OPAW: Real-Time Target Sound Extraction

In this instalment of “One Paper a Week”, we’re looking at Waveformer, a neural network for extracting specific waveforms from a sound mix in real-time. If you’re thinking “Independent Component Analysis“, you’re not alone: ICA can also extract a desired signal from a mix of signals (similarly to how we are able to understand a particular speaker in a mix of conversations). ICA is a blind, statistical separator while Waveformer is a supervised, semantic extractor.

The abstract already dips into two concepts: dilated and causal. “Dilated” means processing samples that are spread out so that there are gaps in them, which reduces processing. “Causal” means that we can’t use a popular trick from signal processing, namely using “future” samples (because one is processing recorded signals). This is a consequence of wanting to process streaming sound in real time. The transformer is “causally” tamed by maintaining a matrix of “attention scores where all the “future” positions are −∞. This ensures the focus of the transformer is incapable of latching on any data that occurs after the current millisecond. [There actually is a tiny bit of lookahead for math reasons which translates to a tiny bit of lag].

The high level picture of the Waveformer architecture: it uses a learned/adapted convolution (yep, the one from 101 signal processing) to keep a memory of what has been heard so that it can recognise patterns and transformers to focus and filter on the desirable signal component. Theoretically one could implement signal separation with only convolutions or transformers; the issue is that convolutions alone would require a huge sample window and very well-tuned coefficients, while transformers alone would be too slow. By using convolution for the heavy lifting (memory) and a transformer for the smart part (focus), the authors made a system that is smart and fast enough to run in real-time.

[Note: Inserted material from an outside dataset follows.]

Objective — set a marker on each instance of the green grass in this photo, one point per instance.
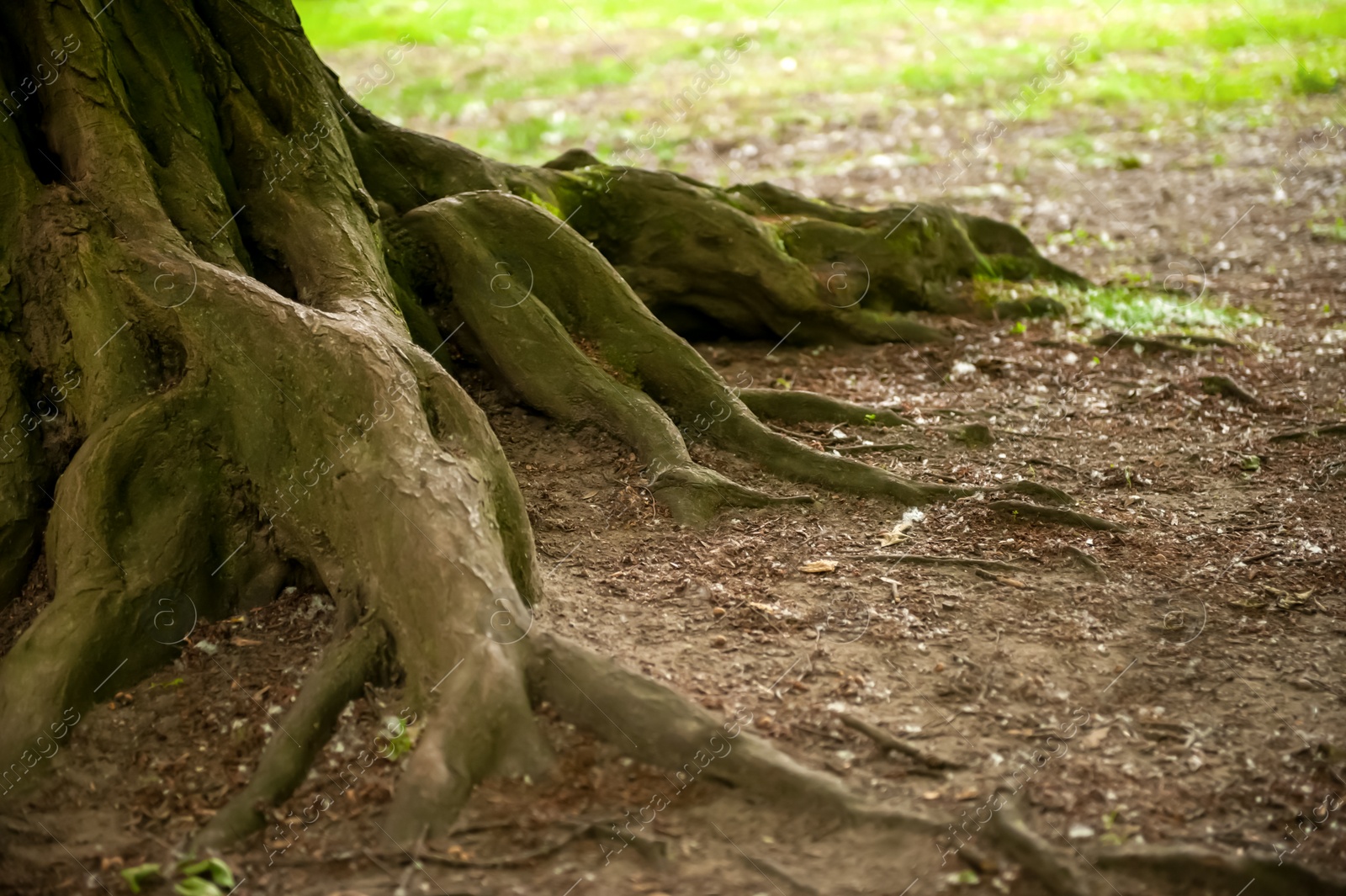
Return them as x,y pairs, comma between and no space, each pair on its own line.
1336,231
1146,311
481,72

The convolution implements an “encoder”: Waveformer uses a stack of 10 layers to process a large “receptive field” (a sound window of about 1,5 seconds of context). Because it uses dilated convolutions, its computational complexity is O(logR) which is more efficient than the O(R) complexity found in chunk-based Transformers.

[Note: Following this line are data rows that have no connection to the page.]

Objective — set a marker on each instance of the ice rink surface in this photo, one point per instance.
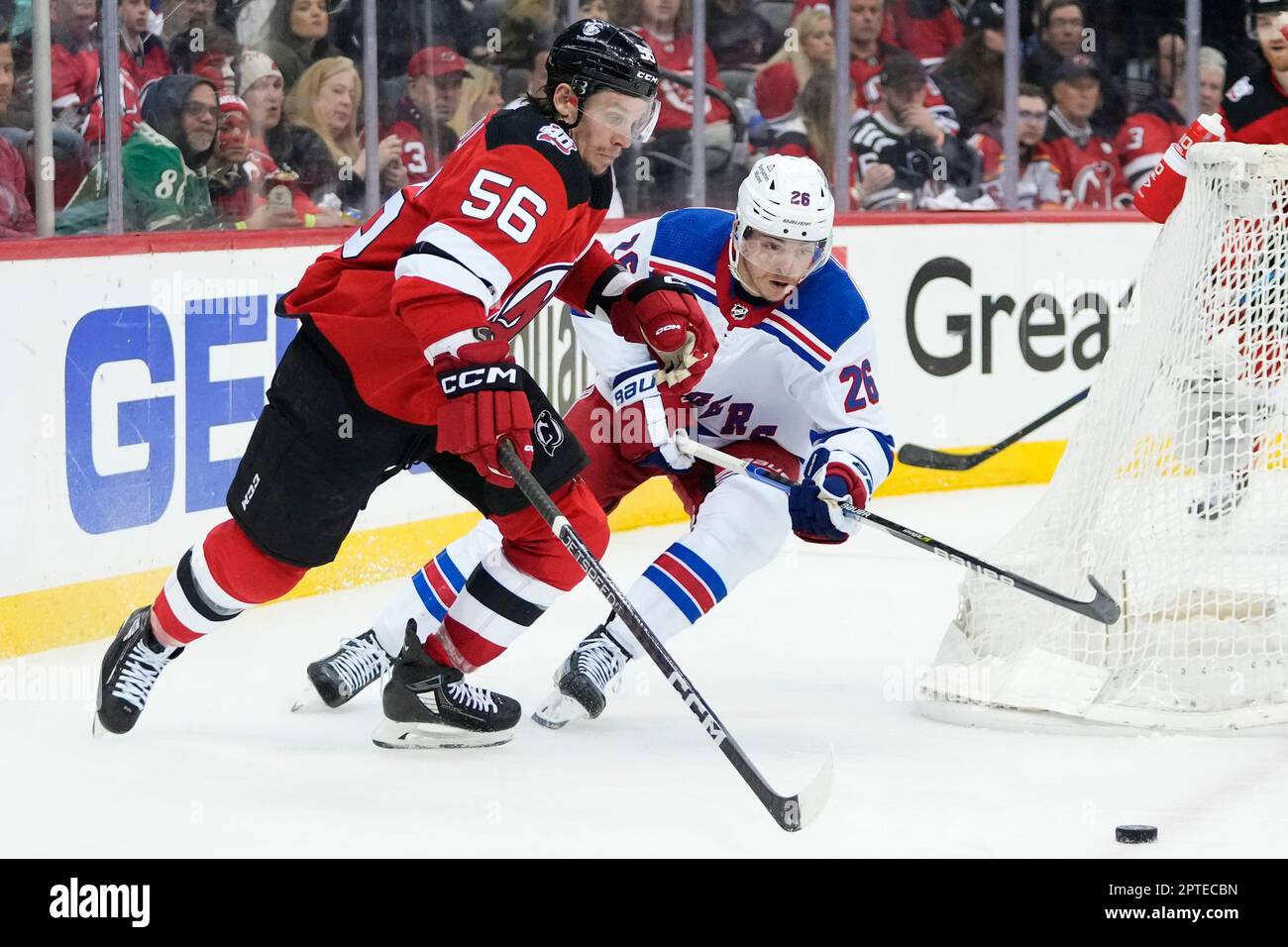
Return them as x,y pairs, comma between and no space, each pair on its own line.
822,648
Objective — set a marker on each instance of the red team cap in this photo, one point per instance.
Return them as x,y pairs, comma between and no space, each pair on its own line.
436,60
233,103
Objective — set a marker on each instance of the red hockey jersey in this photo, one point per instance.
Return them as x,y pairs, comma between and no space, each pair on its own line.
485,243
1256,110
1090,174
1144,138
677,101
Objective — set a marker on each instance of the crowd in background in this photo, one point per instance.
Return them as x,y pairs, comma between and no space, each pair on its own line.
249,114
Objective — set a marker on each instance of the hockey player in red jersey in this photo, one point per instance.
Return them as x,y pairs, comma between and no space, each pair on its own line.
403,357
1256,106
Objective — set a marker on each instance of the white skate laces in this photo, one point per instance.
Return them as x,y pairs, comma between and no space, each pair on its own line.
140,672
599,659
471,696
359,663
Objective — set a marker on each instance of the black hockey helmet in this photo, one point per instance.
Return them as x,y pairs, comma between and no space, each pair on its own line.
592,55
1256,7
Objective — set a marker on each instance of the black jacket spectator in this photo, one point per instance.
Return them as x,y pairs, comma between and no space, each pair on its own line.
738,37
294,53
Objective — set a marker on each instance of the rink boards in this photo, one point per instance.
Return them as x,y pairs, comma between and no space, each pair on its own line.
134,368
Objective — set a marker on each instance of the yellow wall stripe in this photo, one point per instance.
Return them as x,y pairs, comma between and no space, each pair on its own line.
86,611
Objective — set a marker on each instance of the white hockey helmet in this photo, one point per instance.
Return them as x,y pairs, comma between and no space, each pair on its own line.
785,197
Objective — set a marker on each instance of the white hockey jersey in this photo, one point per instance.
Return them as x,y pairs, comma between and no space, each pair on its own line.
804,375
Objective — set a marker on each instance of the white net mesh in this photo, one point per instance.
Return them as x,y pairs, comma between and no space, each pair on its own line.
1173,492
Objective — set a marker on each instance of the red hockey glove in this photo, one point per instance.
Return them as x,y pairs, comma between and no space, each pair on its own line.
485,403
662,312
647,431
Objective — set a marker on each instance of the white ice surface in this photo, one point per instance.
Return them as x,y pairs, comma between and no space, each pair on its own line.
819,648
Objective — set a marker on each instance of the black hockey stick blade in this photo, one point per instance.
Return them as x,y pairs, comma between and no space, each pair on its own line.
791,813
915,455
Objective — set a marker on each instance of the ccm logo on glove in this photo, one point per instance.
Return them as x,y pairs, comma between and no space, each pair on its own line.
494,376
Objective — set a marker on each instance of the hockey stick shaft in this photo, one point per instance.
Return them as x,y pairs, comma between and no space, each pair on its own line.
915,455
786,810
1102,608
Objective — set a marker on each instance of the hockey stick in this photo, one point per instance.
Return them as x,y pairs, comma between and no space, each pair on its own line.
915,455
790,812
1102,608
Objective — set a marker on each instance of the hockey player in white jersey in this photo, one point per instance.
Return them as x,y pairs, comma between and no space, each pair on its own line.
794,385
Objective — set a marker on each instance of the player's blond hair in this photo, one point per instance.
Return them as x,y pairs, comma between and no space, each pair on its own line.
301,106
480,81
806,22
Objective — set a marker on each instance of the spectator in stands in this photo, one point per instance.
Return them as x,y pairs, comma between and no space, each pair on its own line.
434,81
1060,25
163,163
665,25
738,37
1090,174
236,183
215,62
971,78
1038,187
290,146
526,26
1212,71
327,101
481,95
1064,34
143,55
1146,134
809,133
868,53
16,217
781,80
868,48
905,158
927,29
192,34
179,18
297,38
73,56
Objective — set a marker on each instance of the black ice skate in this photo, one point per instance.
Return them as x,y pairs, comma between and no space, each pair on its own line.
428,705
583,681
130,668
340,676
1225,493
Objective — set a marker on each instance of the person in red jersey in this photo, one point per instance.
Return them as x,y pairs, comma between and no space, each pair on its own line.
1146,136
403,357
434,78
143,55
1090,174
1256,106
868,52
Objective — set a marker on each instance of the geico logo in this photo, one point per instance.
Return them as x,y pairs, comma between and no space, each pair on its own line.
483,376
943,321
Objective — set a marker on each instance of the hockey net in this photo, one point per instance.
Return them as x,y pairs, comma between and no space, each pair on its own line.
1173,492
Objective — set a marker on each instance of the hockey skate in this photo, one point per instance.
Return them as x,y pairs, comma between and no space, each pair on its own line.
130,669
339,677
428,705
1225,492
583,681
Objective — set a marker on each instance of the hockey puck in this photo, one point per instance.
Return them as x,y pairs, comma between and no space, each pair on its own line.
1136,834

The transformer implements a “decoder”: a transformer layer queries the encoded features for the “target” sound. It uses a specialised streaming attention mechanism that only looks at the current and one previous chunk to keep latency low and fixed. Apropos latency: The model operates on 10ms chunks with a lookahead of only 1,45ms, meeting the strict requirements for real-time human listening applications.

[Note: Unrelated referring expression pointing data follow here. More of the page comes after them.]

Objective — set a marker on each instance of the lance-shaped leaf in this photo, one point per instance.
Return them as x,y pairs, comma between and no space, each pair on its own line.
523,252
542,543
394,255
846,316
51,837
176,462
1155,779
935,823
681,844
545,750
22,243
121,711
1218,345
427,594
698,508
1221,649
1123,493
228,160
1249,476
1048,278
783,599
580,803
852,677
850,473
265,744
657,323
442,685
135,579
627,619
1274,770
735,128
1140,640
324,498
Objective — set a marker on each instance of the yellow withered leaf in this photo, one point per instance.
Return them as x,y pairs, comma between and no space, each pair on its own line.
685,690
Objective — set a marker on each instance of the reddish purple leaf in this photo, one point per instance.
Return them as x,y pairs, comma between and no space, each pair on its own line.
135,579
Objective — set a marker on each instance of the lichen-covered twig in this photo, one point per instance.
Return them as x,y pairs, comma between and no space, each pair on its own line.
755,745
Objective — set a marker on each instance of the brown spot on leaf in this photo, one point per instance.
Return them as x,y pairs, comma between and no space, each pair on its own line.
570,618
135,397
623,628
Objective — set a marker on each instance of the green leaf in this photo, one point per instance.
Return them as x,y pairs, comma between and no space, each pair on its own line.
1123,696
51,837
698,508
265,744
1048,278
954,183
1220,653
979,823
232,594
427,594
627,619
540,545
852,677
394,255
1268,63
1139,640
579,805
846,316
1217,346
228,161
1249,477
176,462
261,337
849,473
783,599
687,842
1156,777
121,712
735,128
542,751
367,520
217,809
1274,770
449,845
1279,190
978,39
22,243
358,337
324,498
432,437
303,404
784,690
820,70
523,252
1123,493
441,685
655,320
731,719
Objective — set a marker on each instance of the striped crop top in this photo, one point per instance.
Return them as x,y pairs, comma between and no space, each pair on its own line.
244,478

I was really curious to know how one tells the model which sounds to extract. Stressing the ICA analogy, ICA isolates sounds on it’s own, you just have to tell it how many different sounds to extract (like K-means clustering). The model is trained on a variety of sound categories, so it can recognise only sounds in those categories. You submit a query vector to the model which tells it which sounds to listen to and then feed it the mix.